Thursday 20 October 2011

Foraging

A few weeks ago, during what was an almost freakishly warm late September, I had the opportunity to go out on assignment foraging for wild foods with one of the most knowledgeable people in the country, Miles Irving. 

Miles has not only written one of the best books on the subject but also has a company that supplies foraged foods to top restaurants around the country and there was a wonderfully autumnal mist hanging low over the fields as I drove into the village in Kent where he bases his operations. 

Foraging has undergone something of a popularity boost in recent years with many people paying to go on courses aimed at learning to identify and sustainably gather the native plants and fungi that would once have been an essential part of the ordinary diet but have now fallen out of circulation.


On the relatively short walk along the nearby river Miles showed us some of the everyday plants that are easy and safe to identify. He also showed us the frightening similarity between some of the most deadly plants and their edible cousins along with a warning that they represent very advanced foraging knowledge, not to be attempted by anyone who has even the slightest doubt. 

The most shocking anecdote he told was of one of his course attendees who had grown up an orphan after her parents had both cooked and eaten what they described as cow-parsley soup and which turned out to be the inordinately poisonous hemlock.

He picked stem from the nearby undergrowth and showed us some of the identifying marks and characteristics and then, rather soberingly, showed us how little it would take to kill a person. It was a tiny amount, barely bigger than a coin and the leaf itself looked to the untrained eye exactly like the herb chervil.


As we walked further along the riverbank Miles picked mallow, sorrel, yarrow and rose hips amongst others, all of which we tasted and learned a little of their potential uses in cooking or traditional medicine.

The most surprising was the seeds of giant hogweed which not only looked amazing, backlit in the morning rays, but also tasted extraordinary - buttery, nutty, slightly citrus and herby.

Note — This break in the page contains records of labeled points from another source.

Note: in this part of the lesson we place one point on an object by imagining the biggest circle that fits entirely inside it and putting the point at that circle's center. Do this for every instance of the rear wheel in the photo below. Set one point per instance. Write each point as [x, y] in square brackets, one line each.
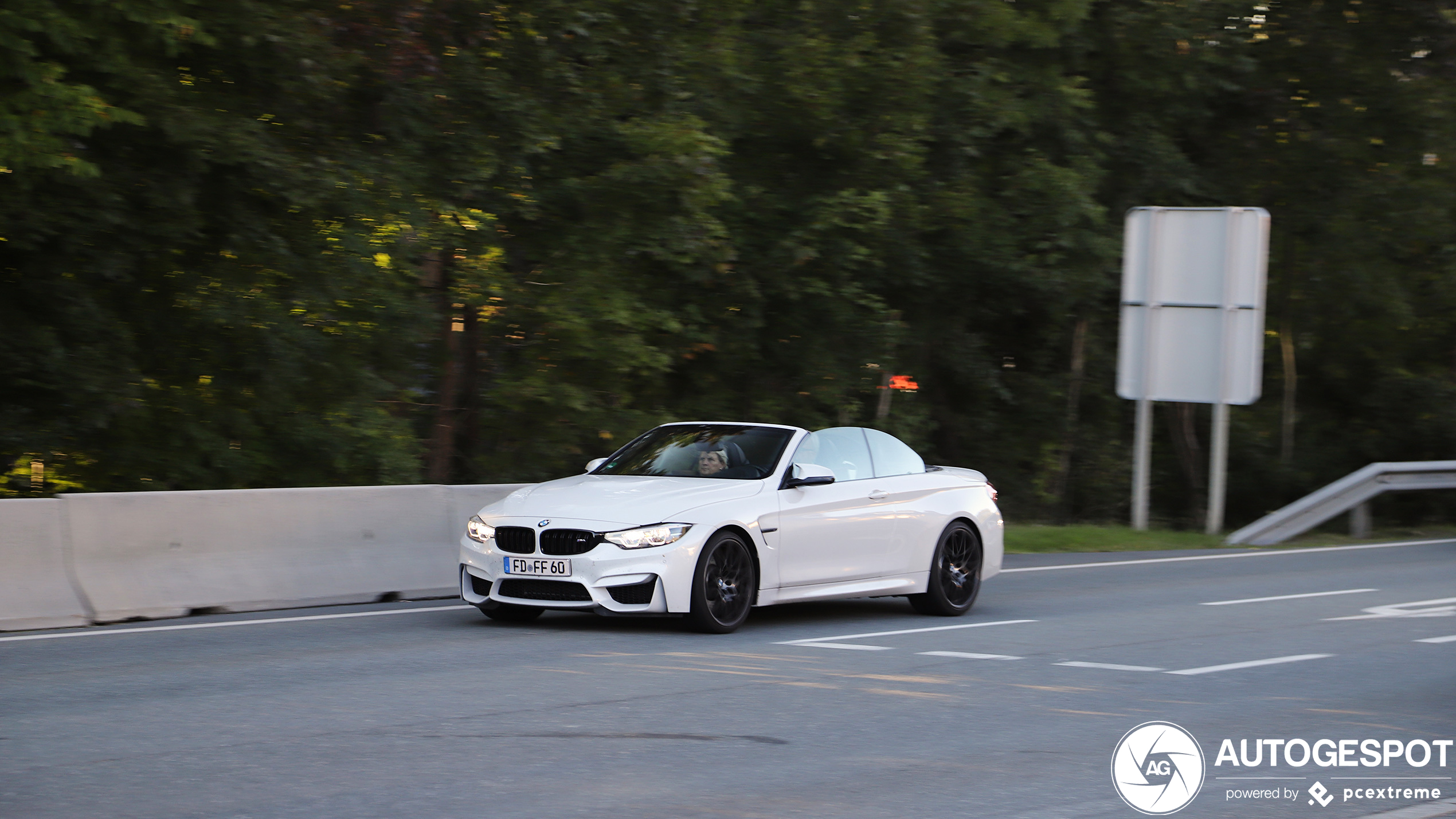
[511, 613]
[956, 574]
[723, 585]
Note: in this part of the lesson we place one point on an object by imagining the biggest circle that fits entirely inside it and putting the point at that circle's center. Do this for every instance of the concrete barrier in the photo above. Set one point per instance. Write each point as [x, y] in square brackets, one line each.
[36, 588]
[168, 553]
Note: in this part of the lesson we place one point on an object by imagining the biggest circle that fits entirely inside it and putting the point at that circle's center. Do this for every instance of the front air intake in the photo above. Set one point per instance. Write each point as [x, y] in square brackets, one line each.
[568, 542]
[545, 590]
[519, 540]
[479, 585]
[637, 594]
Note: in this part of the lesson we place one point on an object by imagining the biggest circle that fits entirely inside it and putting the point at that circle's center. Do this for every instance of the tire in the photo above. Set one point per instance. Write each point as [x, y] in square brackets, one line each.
[956, 574]
[724, 585]
[511, 613]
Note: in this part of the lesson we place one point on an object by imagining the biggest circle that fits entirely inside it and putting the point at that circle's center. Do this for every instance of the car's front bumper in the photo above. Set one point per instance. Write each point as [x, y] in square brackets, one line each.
[597, 572]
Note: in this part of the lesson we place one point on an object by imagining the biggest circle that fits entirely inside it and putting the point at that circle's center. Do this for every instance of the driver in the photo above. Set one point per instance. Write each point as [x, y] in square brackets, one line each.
[711, 461]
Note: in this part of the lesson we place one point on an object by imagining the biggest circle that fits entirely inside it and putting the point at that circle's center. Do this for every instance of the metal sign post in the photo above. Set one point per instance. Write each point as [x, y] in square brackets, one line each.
[1191, 326]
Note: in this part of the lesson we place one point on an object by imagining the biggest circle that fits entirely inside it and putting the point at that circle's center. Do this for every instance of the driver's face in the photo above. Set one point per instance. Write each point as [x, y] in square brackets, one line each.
[710, 463]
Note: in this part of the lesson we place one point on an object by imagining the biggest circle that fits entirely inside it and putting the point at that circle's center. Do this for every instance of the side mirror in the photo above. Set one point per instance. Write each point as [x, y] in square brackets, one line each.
[807, 475]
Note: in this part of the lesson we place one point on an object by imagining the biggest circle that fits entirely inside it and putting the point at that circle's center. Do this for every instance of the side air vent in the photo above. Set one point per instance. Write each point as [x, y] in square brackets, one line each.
[543, 590]
[568, 542]
[516, 539]
[637, 594]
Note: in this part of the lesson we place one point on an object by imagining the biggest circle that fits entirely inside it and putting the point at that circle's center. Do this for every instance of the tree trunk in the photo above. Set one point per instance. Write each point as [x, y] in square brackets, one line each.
[1183, 426]
[468, 424]
[1286, 445]
[1069, 434]
[443, 434]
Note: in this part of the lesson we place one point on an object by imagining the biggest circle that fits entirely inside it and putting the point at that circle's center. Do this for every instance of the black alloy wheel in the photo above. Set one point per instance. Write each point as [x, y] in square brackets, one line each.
[511, 613]
[723, 585]
[956, 574]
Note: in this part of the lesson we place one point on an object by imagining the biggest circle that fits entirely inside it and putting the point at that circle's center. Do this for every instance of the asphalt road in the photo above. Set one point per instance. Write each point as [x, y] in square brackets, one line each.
[430, 710]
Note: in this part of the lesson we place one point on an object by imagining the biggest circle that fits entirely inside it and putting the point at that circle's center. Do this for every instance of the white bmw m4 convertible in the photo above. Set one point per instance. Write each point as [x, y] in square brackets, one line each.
[710, 520]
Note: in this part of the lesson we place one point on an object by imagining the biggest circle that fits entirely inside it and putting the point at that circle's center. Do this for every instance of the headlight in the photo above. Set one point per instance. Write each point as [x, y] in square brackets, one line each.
[644, 537]
[479, 530]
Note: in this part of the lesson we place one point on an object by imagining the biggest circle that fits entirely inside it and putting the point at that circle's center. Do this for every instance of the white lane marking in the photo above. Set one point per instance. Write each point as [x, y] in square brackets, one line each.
[103, 632]
[816, 645]
[900, 632]
[1289, 597]
[1435, 609]
[1271, 553]
[1114, 667]
[969, 655]
[1250, 664]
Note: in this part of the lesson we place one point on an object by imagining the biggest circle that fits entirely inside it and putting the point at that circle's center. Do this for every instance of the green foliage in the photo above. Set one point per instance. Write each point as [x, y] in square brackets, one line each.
[390, 241]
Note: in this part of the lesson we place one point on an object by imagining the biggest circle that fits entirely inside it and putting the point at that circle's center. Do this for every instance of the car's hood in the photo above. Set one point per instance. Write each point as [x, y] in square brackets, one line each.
[622, 499]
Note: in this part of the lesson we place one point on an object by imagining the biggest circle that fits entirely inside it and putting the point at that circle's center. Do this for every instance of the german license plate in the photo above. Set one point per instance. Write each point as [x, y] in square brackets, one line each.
[538, 568]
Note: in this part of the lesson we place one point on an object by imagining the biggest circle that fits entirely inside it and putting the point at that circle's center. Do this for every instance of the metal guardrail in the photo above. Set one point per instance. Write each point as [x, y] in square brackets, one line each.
[1346, 495]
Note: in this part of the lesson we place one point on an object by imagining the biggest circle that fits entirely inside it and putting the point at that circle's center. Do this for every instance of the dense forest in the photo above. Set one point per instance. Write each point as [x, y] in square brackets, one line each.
[295, 244]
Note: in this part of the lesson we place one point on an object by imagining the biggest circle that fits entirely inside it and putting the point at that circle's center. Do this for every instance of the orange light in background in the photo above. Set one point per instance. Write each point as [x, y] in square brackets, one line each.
[903, 383]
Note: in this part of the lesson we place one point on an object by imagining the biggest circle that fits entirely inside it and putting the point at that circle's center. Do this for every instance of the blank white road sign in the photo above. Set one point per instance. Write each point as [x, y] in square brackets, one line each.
[1193, 304]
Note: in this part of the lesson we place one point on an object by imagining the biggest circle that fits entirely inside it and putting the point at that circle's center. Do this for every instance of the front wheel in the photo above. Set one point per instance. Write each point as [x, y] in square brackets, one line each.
[723, 585]
[956, 574]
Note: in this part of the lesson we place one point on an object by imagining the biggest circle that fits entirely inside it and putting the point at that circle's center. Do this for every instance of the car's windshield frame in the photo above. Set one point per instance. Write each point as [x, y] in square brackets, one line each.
[640, 459]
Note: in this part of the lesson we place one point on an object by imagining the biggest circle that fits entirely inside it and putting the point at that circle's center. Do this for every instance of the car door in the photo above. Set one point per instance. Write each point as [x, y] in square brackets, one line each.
[840, 531]
[909, 496]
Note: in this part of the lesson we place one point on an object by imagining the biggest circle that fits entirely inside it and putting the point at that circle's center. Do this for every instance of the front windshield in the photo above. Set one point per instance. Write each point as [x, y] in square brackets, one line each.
[702, 450]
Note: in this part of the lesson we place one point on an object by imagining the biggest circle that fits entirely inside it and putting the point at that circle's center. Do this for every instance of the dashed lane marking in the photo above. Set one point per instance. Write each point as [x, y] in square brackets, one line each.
[826, 641]
[1109, 665]
[1248, 664]
[104, 632]
[969, 655]
[1271, 553]
[851, 646]
[1289, 597]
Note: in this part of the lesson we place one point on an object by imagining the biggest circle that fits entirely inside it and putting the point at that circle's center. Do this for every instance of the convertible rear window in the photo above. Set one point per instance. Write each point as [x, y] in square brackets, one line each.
[702, 450]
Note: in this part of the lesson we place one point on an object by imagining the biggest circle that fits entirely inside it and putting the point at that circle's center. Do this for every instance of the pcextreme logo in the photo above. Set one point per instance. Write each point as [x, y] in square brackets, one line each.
[1158, 769]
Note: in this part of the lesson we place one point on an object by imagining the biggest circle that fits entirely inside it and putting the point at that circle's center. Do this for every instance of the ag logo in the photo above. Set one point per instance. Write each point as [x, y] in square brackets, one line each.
[1158, 769]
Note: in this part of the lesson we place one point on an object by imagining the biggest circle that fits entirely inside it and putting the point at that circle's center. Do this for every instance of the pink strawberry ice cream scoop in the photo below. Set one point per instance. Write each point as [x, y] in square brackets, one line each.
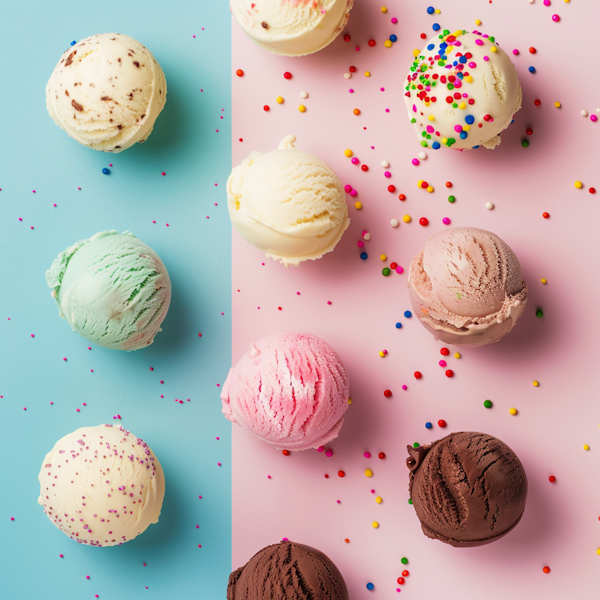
[466, 287]
[290, 390]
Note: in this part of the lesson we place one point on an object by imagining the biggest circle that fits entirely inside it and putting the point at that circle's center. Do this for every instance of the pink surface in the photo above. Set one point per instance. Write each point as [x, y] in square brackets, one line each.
[560, 527]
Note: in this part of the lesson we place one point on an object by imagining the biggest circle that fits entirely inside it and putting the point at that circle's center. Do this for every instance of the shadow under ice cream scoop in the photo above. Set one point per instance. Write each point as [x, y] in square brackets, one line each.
[287, 571]
[112, 289]
[468, 489]
[290, 390]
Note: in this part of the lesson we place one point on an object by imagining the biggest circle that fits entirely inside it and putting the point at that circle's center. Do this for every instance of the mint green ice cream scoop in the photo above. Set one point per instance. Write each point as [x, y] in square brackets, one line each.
[112, 289]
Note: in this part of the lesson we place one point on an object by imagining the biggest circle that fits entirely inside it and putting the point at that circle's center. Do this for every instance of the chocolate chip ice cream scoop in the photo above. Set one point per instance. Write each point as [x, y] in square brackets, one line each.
[468, 489]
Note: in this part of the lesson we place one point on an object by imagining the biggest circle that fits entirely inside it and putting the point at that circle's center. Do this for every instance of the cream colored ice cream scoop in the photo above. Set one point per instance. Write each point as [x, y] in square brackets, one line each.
[101, 486]
[106, 92]
[292, 27]
[287, 203]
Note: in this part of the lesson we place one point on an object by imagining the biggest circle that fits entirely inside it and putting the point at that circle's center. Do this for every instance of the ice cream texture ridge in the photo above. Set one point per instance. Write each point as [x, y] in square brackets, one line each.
[290, 390]
[292, 27]
[462, 91]
[287, 203]
[101, 486]
[112, 289]
[466, 287]
[106, 92]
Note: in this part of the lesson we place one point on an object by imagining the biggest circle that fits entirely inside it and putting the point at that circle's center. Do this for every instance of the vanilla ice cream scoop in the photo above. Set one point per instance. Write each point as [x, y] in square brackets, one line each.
[106, 92]
[466, 287]
[292, 27]
[287, 203]
[101, 486]
[462, 91]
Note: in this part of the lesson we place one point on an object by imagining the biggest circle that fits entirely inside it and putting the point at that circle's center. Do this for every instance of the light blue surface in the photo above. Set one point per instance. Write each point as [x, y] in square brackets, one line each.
[36, 155]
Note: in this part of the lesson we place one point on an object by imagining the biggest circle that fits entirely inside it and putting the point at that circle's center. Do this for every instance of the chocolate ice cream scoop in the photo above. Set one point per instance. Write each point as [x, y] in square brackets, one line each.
[287, 571]
[468, 489]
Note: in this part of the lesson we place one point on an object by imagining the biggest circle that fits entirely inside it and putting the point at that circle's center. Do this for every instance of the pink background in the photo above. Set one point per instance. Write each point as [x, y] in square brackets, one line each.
[561, 526]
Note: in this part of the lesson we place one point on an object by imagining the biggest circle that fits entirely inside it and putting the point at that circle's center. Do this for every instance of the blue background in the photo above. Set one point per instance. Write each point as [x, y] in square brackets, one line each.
[36, 155]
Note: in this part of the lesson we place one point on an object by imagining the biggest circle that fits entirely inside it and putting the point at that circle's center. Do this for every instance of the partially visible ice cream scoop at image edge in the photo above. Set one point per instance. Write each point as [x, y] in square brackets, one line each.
[466, 287]
[290, 389]
[112, 289]
[462, 91]
[292, 27]
[287, 203]
[106, 92]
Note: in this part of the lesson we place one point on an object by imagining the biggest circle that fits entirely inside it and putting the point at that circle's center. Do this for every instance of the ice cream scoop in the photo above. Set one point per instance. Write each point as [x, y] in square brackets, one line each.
[290, 390]
[468, 489]
[112, 289]
[292, 27]
[462, 91]
[101, 486]
[466, 287]
[287, 203]
[287, 571]
[106, 92]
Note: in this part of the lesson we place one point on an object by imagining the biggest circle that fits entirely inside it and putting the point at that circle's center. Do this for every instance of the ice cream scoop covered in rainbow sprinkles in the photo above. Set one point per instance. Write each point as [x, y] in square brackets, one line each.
[462, 91]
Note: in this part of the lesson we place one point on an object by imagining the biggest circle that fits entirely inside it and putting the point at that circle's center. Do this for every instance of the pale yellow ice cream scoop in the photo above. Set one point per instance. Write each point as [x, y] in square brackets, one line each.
[101, 486]
[292, 27]
[106, 92]
[287, 203]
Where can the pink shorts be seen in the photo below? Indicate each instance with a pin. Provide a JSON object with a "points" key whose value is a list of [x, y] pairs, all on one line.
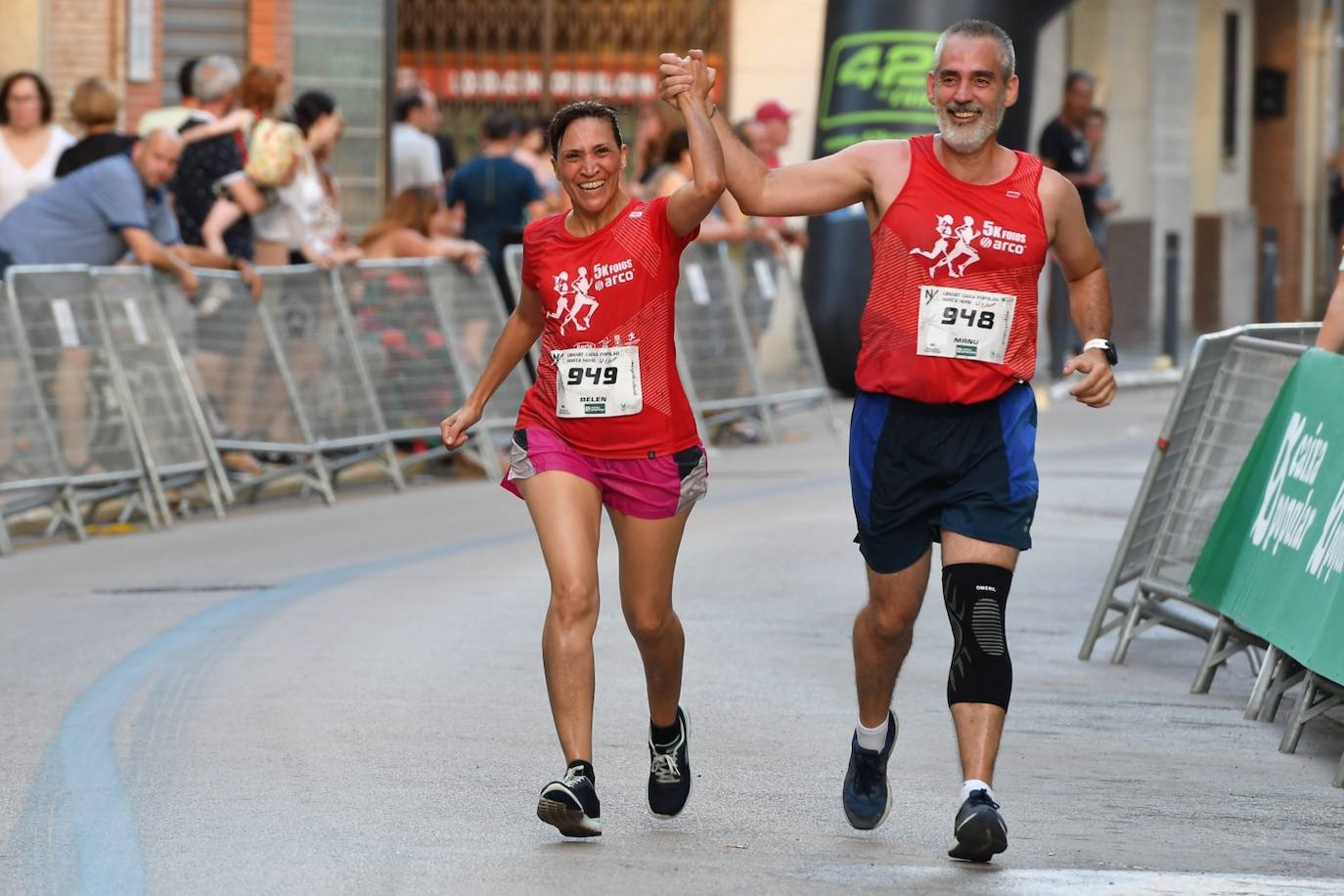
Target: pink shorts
{"points": [[648, 488]]}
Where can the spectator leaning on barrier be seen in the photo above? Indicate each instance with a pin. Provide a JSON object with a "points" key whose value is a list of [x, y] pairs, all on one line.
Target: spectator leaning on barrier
{"points": [[531, 152], [29, 144], [416, 157], [173, 117], [653, 128], [287, 230], [214, 162], [327, 223], [94, 216], [496, 194], [416, 226], [94, 105]]}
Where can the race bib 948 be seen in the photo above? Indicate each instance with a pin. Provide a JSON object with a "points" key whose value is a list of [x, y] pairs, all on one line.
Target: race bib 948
{"points": [[963, 323], [597, 381]]}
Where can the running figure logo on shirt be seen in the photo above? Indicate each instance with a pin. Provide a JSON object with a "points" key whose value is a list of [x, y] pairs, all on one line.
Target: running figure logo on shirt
{"points": [[963, 254], [573, 297], [963, 250]]}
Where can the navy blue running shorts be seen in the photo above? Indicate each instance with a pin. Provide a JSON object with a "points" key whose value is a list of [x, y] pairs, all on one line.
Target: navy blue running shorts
{"points": [[917, 469]]}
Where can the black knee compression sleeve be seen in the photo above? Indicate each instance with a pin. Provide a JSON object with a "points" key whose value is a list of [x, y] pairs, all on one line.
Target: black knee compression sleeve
{"points": [[981, 669]]}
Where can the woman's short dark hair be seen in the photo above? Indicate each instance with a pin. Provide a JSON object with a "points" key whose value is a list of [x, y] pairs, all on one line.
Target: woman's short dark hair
{"points": [[312, 107], [42, 92], [585, 109], [184, 74]]}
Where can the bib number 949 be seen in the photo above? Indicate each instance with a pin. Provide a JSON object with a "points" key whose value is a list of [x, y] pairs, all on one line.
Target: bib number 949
{"points": [[592, 375], [597, 381]]}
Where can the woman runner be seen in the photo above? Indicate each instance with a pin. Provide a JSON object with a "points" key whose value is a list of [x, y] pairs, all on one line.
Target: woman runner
{"points": [[606, 425]]}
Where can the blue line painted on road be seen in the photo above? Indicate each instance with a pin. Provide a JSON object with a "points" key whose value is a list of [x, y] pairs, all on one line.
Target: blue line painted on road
{"points": [[111, 860]]}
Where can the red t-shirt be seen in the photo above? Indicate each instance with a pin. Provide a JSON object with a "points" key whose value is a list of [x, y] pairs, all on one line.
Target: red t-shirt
{"points": [[625, 274], [942, 231]]}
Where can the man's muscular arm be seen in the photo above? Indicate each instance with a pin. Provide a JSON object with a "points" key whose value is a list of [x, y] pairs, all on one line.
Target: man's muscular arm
{"points": [[1089, 289], [1332, 328]]}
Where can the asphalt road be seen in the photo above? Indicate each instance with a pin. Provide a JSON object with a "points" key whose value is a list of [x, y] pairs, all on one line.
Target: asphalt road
{"points": [[349, 700]]}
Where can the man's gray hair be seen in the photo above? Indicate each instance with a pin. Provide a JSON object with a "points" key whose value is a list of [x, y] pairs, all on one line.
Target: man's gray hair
{"points": [[980, 28], [214, 78]]}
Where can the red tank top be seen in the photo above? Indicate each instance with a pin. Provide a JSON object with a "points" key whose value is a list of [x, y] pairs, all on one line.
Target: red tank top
{"points": [[622, 280], [941, 231]]}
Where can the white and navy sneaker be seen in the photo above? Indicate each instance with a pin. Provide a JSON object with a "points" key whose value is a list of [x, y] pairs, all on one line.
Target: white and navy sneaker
{"points": [[571, 805], [867, 797], [980, 829], [669, 770]]}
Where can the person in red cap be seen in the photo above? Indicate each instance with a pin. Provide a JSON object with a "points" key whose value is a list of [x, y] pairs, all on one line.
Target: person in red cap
{"points": [[775, 119], [772, 121]]}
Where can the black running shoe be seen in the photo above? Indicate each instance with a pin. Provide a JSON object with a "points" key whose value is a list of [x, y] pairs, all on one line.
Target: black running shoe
{"points": [[980, 829], [669, 771], [571, 805], [867, 799]]}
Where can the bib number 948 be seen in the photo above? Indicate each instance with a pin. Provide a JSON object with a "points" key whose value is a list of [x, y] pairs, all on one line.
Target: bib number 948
{"points": [[965, 324]]}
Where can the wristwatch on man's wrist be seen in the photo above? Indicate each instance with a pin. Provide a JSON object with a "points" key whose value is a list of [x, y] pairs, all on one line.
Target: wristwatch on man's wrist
{"points": [[1107, 347]]}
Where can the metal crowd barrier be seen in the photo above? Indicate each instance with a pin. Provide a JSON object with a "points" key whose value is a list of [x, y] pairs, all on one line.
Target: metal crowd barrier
{"points": [[167, 418], [1249, 379], [1164, 468], [474, 312], [420, 357], [62, 340], [32, 473], [785, 348], [320, 363], [715, 341], [233, 351]]}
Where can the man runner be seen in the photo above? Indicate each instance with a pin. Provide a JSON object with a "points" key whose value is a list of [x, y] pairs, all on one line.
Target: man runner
{"points": [[941, 445]]}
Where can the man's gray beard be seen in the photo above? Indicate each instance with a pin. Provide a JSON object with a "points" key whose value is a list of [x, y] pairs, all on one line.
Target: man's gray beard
{"points": [[959, 139]]}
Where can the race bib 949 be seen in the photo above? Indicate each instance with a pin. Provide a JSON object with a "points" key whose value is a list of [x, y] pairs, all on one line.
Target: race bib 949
{"points": [[963, 323], [597, 381]]}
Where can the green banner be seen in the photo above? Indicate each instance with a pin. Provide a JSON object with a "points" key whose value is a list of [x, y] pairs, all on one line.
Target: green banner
{"points": [[1275, 559]]}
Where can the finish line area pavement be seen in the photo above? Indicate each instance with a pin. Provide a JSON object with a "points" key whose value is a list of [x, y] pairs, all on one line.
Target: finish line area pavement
{"points": [[349, 700]]}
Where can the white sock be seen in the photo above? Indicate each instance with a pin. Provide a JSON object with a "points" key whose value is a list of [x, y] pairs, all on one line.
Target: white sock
{"points": [[873, 738], [974, 784]]}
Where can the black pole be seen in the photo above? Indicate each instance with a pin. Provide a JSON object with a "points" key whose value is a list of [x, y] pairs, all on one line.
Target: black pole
{"points": [[1171, 294], [1269, 276], [876, 55]]}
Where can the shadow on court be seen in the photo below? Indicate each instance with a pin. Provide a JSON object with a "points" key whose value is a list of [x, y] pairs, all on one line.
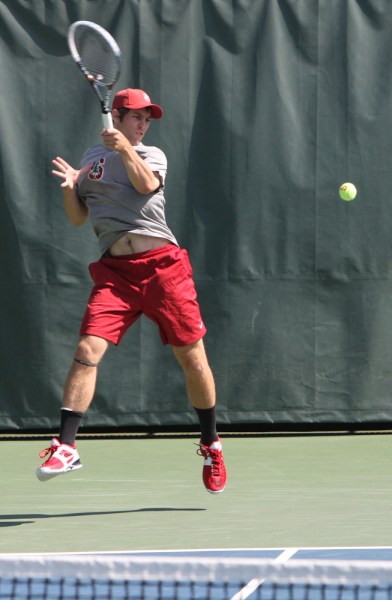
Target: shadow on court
{"points": [[23, 517]]}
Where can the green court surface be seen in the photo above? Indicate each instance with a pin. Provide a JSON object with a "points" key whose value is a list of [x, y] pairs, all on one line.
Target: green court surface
{"points": [[146, 494]]}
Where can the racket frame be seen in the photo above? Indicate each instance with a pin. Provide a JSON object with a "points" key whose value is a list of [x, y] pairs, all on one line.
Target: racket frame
{"points": [[102, 90]]}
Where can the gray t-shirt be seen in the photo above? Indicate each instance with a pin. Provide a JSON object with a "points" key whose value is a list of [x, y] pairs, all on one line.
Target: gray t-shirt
{"points": [[115, 206]]}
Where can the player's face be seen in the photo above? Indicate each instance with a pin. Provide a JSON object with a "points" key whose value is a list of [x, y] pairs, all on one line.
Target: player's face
{"points": [[135, 125]]}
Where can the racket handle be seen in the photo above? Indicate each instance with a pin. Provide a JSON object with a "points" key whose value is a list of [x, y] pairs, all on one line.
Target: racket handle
{"points": [[107, 120]]}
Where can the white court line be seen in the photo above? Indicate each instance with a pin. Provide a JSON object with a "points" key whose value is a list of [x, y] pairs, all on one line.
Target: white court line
{"points": [[255, 583]]}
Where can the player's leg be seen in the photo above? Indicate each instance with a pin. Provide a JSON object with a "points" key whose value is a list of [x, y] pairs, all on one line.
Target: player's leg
{"points": [[78, 394], [200, 386]]}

On our return to the house we went into the preparation room. It was a hive of activity as three people worked relentlessly to fulfill orders placed by top restaurants. Boxes labeled with the name of the establishment were being checked against lists and pristine bags of various herbs and fungi were placed into them. All with a low-key semi-military efficiency.

Added to which, Miles himself was preparing sample bags to show to the chef team at Heston Blumethal's Dinner restaurant in the Mandarin Oriental Hotel, Knightsbridge, hoping to persuade them about these unusual and under-used flavours.


It is extremely important to stress at this point that no one should attempt to forage for food unless they have a good knowledge of what they are picking. Miles offers courses and has an excellent book on the subject but he urged caution even for those who were experienced.

"You can eat anything once, " he drily observed. "Just because it tastes ok doesn't mean it won't do you a lot of harm or even kill you."

"Even if you are experienced, there are certain families of plants that you should be extremely wary about."